Database Connection Error

Posted: Mon Feb 16, 2015 5:59 pm
by grenley
Hi.

Our SA did a hard reboot of two of our XI servers and we are getting intermittent database connection issues.
The message(s) goes a way for a bit and then returns.
I know this issue is covered in many forum topics.
I've tried the recommended remedy (bring down mysql and run repair_database.sh as root) and it seemed to work, but then some time later the messages returned.
Beneath the messages, which look like this...
Message: A database connection error has been detected, we are attempting to repair the server, if the repair does not resolve the issue, please contact Nagios support.

Run the following from the CLI as root to attempt to repair the DB

/opt/app/nagios/nagiosxi/scripts/repair_databases.sh
The connected agents seem to be processing and updating.

We've bounced XI along with all related components, but no luck.

A corrupted record, perhaps?
What can we do to troubleshoot and resolve?

Thanks,
Rick

Re: Database Connection Error

Posted: Mon Feb 16, 2015 6:04 pm
by abrist
grenley wrote:We've bounced XI along with all related components, but no luck.
If this means rebooting, make sure to shut down ndo2db and mysqld before doing so an unsafe reboot is most common way to cause crashed tables.

Re: Database Connection Error

Posted: Mon Feb 16, 2015 6:51 pm
by grenley
Lesson learned.
What's the most common way to fix crashed tables? (besides the repair_databases.sh script)
Are you saying to bring mysqld and ndo2db down and do a soft reboot?

Re: Database Connection Error

Posted: Tue Feb 17, 2015 9:11 am
by scottwilkerson
You can also login to mysql DB and do a

Code: Select all

mysql -pnagiosxi nagios
REPAIR TABLE table_name;

Re: Database Connection Error

Posted: Tue Feb 17, 2015 11:27 am
by grenley
How do we know what table name needs to be repaired?

Re: Database Connection Error

Posted: Tue Feb 17, 2015 11:31 am
by abrist
The mysqld log should contain related errors:

Code: Select all

tail -25 /var/log/mysqld.log
grenley wrote:What's the most common way to fix crashed tables? (besides the repair_databases.sh script)
Is there a reason why you don't want to run our repair script?

Re: Database Connection Error

Posted: Tue Feb 17, 2015 11:37 am
by grenley
perhaps you missed this in my original question...
I've tried the recommended remedy (bring down mysql and run repair_database.sh as root) and it seemed to work, but then some time later the messages returned.

Re: Database Connection Error

Posted: Tue Feb 17, 2015 11:39 am
by abrist
Ah, my apologies.
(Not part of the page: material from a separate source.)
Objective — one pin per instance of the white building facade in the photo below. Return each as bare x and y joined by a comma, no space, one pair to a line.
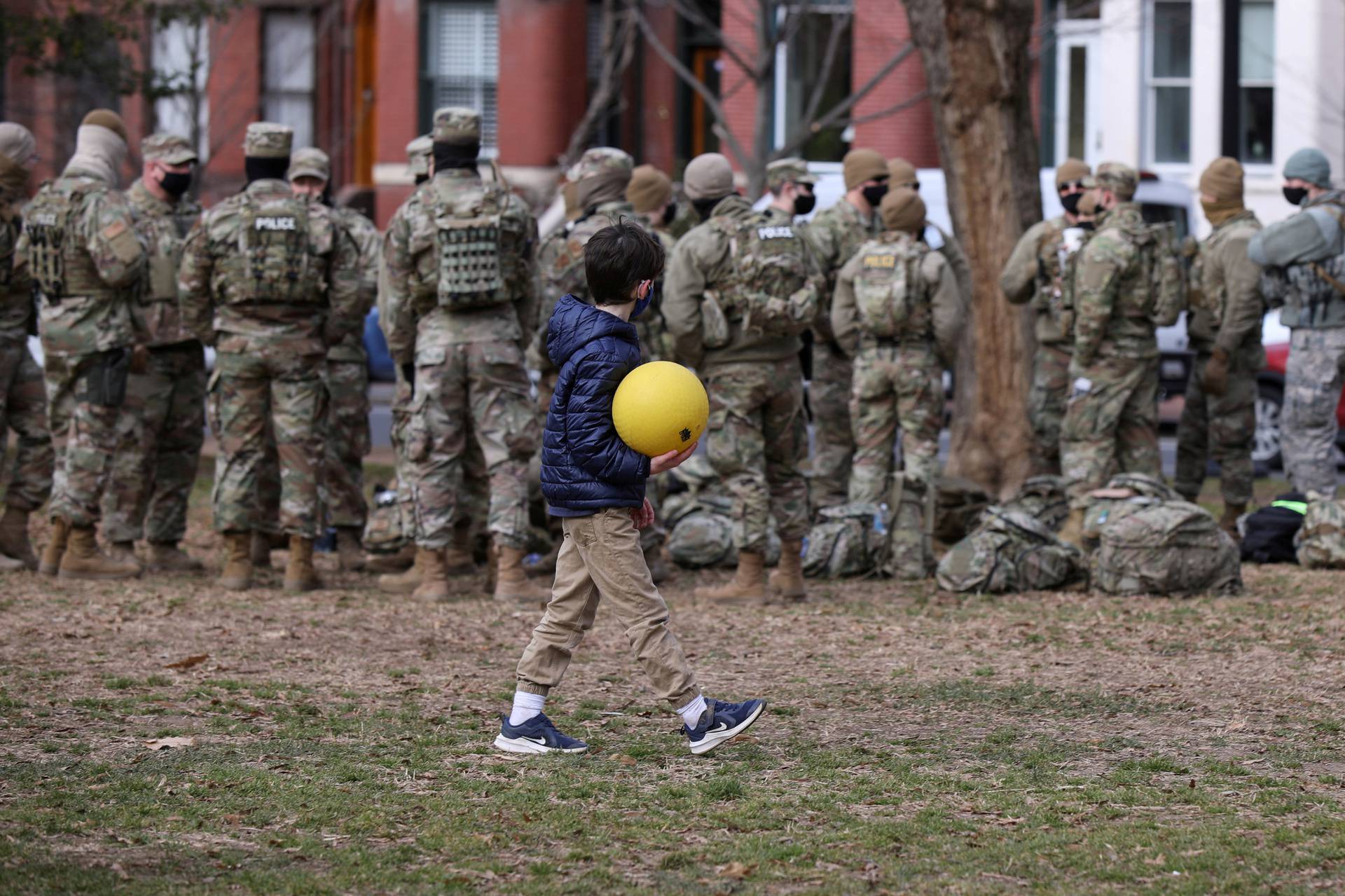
1169,85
Our script just runs the repair command suggested by Scott above for each table.

Let us know if you continue to have issues with crashed tables - be careful when you bounce the server!
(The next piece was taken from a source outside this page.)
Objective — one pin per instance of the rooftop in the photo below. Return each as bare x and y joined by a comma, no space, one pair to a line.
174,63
Re: Database Connection Error

Posted: Tue Feb 17, 2015 11:46 am
by grenley
Yes. We are continuing to have problems. The Event Log shows errors on systems that don't even show up in the Hosts list.
When we try to delete these systems from CCM, we get another db error and then it show there are no hosts. There are a couple of dozen hosts.
The mysql db is essentially useless.
What can we do?

Re: Database Connection Error

Posted: Tue Feb 17, 2015 11:54 am
by scottwilkerson
Lets start by seeing which tables you are still having trouble with as there are several DB's in Nagios XI

Code: Select all

tail -f /var/log/mysqld.log